Liverpool Sound and Vision Rating 8.5/10

We live in an unequal world; that much has always been true, and it is to the detriment of all who give the world their finest smile and go through life with one simple aim, to give others the time that they inhabit with a reason to love.

Love, it is the most powerful of emotions, one that push us to achieve great things, to prove the impossible, one that will see us reach for the stars, and witness us Letting The Stars Go once we realise that all we have achieve goes beyond the sacrifices we have made.

There are thousands of writers to whom the world is denied their voice through circumstances, through the measure of another’s success, or from the truism of apathy on behalf of a nation, and if we are not careful, if we allow ourselves to walk down the highway of seeing books and stories as being separate from the author, then we ourselves have not just let the stars go, we have allowed them to dim, to fade away into the void of human creativity.

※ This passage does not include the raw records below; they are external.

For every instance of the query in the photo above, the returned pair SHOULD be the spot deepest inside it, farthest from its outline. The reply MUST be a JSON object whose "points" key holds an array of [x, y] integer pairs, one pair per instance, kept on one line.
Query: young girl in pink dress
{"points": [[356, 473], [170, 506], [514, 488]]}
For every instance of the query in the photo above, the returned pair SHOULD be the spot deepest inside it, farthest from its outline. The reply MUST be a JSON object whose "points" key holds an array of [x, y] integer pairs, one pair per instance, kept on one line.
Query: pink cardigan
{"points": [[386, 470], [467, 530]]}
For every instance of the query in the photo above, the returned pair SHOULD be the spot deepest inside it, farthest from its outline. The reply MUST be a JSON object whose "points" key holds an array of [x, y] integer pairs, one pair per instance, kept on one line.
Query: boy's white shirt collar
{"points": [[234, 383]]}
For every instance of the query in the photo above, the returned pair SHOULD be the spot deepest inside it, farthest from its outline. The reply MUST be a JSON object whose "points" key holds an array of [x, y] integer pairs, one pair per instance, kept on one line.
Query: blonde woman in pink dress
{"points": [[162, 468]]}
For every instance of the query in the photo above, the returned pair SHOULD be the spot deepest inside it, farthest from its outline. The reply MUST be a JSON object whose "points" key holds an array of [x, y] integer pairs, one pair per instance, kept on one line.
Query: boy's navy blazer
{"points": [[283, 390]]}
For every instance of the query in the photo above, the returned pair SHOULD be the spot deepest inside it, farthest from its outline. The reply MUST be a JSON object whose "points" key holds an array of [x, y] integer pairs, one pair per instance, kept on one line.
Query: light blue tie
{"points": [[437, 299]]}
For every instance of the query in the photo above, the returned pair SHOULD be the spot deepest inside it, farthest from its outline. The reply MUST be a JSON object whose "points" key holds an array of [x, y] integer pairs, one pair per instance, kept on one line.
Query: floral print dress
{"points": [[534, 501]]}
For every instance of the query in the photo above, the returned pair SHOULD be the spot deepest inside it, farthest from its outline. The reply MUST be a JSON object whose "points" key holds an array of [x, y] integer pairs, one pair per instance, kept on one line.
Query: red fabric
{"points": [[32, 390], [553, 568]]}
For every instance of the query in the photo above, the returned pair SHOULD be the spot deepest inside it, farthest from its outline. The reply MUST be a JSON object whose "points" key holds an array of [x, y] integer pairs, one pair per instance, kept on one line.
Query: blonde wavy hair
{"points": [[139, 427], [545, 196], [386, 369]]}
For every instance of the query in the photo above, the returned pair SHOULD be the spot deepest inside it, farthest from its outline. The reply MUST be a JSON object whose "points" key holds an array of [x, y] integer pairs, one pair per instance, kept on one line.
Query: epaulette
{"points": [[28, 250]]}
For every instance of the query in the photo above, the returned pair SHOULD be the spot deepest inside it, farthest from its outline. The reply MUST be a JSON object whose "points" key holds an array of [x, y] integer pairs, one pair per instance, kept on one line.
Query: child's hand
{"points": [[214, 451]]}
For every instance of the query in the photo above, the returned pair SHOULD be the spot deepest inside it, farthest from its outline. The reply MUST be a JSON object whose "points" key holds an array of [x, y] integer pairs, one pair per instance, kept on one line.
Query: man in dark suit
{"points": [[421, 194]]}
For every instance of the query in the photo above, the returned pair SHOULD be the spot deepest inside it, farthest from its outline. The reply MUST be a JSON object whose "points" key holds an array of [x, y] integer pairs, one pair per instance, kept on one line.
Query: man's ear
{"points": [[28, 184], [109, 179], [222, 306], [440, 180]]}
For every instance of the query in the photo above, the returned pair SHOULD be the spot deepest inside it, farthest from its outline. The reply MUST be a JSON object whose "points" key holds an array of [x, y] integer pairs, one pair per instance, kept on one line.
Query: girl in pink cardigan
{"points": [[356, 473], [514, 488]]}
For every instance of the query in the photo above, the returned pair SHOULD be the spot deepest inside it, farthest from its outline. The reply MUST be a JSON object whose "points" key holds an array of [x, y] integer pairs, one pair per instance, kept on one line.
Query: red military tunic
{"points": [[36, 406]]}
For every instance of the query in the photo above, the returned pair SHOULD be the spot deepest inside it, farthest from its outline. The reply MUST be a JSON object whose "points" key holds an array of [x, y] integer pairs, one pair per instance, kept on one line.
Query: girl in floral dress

One such author, Liverpool’s Bob Stone, deserves to see his stars burn brightly, and on the back of a trilogy of superbly written Young Adult books, as well as acclaimed children’s tales, his first foray into the world of fiction for the more mature reader is one that is not only enjoyable, honestly paced, and able to bare heartfelt joy, it is one that confirms the suspicion that there is a hulk, a behemoth of writing industry behind the man, and one who deserves to be recognised for the Cosmos he has created in a novel that offers hope, that does not shy away from moulding the realism and the desire of a vision.

Letting The Stars Go sees Bob Stone take a giant leap in his writing career, and it shows with the beautiful narrative he has set out for the readers to embrace.

If the world is tilted off balance with the way it sees fairness of opportunity, then the way it has installed into us all that a piece of art means nothing unless it fits a certain degree of violence, of sexual expression, of having a twist so unfathomable that it makes the soul bleed and the mind express confusion, is to be honest more than ungracious, it is a by-product of our own inability to grasp that sometimes a tale is a reflection of the author’s heart, and in this case, the heart is enveloped with a style of grace and image that is boundless in its energy and description.

Bob Stone has evolved, shaken off the ground belief placed in the mind of all artists that the world cannot accommodate the person, and produced a book of beauty and intrinsic value. Letting The Stars Go once they fall to Earth and in the palm of your hands is difficult, but when you have appreciated their beauty, they must be shared with all, lest the power goes out.

A significant and vital step taken for the Liverpool author, and one the reader will be honoured to walk alongside.